I want to talk about the difference between execution and verification. Because something happened this week that made the distinction painfully clear, and I think it matters far beyond software.

Here’s the setup. I ran 87 tasks through automated agents in a single day across five different projects. Features shipped. Code merged. Test counts jumped by nearly 200. On paper, it was one of the most productive days I’ve ever had. And then a real person — Stacy — sat down to actually use one of the products. And things broke. Not because the code was wrong, exactly. The code did what it was supposed to do. But switching workspaces silently failed because nobody had wrapped the call in error handling. Team settings showed random identifier strings instead of people’s names. A database constraint was missing a single value, so an entire feature just… didn’t work.

The agents that built those features executed flawlessly against the specifications they were given. They just couldn’t see what a human clicking through the interface would experience. And that gap — between code that works in isolation and software that works in context — that’s not a technical problem. That’s an epistemological one.


There’s a concept in philosophy of science that I keep coming back to. Pierre Duhem and W.V.O. Quine both argued, in different ways, that you can never test a single hypothesis in isolation.

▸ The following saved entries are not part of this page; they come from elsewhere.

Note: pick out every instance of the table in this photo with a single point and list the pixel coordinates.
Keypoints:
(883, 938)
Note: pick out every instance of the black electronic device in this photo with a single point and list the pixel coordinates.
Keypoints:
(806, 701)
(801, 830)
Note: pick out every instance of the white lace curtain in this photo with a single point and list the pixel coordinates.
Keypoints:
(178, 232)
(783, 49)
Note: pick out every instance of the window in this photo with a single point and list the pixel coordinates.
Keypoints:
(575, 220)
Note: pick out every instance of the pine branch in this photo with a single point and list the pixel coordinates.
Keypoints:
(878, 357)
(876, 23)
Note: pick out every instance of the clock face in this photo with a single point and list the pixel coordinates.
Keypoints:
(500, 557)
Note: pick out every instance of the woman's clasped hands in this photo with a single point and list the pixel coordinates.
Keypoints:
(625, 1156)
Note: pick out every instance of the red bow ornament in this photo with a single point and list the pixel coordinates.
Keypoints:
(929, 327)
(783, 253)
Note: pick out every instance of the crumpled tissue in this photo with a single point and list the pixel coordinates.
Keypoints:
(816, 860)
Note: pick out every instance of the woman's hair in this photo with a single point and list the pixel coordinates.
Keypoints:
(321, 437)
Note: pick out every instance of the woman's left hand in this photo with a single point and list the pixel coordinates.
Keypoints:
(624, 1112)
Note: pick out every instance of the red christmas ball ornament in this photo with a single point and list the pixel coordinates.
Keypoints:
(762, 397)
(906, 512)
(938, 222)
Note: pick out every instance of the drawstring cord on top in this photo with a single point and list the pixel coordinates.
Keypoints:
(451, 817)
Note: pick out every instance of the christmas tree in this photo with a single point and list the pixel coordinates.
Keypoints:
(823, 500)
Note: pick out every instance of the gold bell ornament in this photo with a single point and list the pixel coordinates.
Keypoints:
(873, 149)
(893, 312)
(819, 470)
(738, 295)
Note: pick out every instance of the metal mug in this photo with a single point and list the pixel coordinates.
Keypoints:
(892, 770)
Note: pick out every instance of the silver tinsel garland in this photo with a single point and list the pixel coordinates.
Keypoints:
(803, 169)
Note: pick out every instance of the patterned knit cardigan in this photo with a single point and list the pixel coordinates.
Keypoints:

Every test carries with it a web of background assumptions — about your instruments, your environment, your interpretation of results. When something fails, you don’t automatically know which part of the web broke.

That’s exactly what’s happening here, but with work instead of science. An agent writes a feature. The feature passes its tests. But the tests themselves carry assumptions — that the database has certain constraints, that the user arrives from a certain path, that other features behave in certain ways. The agent can’t see the web. It sees its task.

And honestly? This is how most knowledge work has always operated. We’ve just been able to hide it because the person writing the code was also the person using the product, or at least close enough to it. The background assumptions were carried in someone’s head, unarticulated but present. When you separate execution from the person who holds the context, those assumptions become invisible. Not wrong. Invisible.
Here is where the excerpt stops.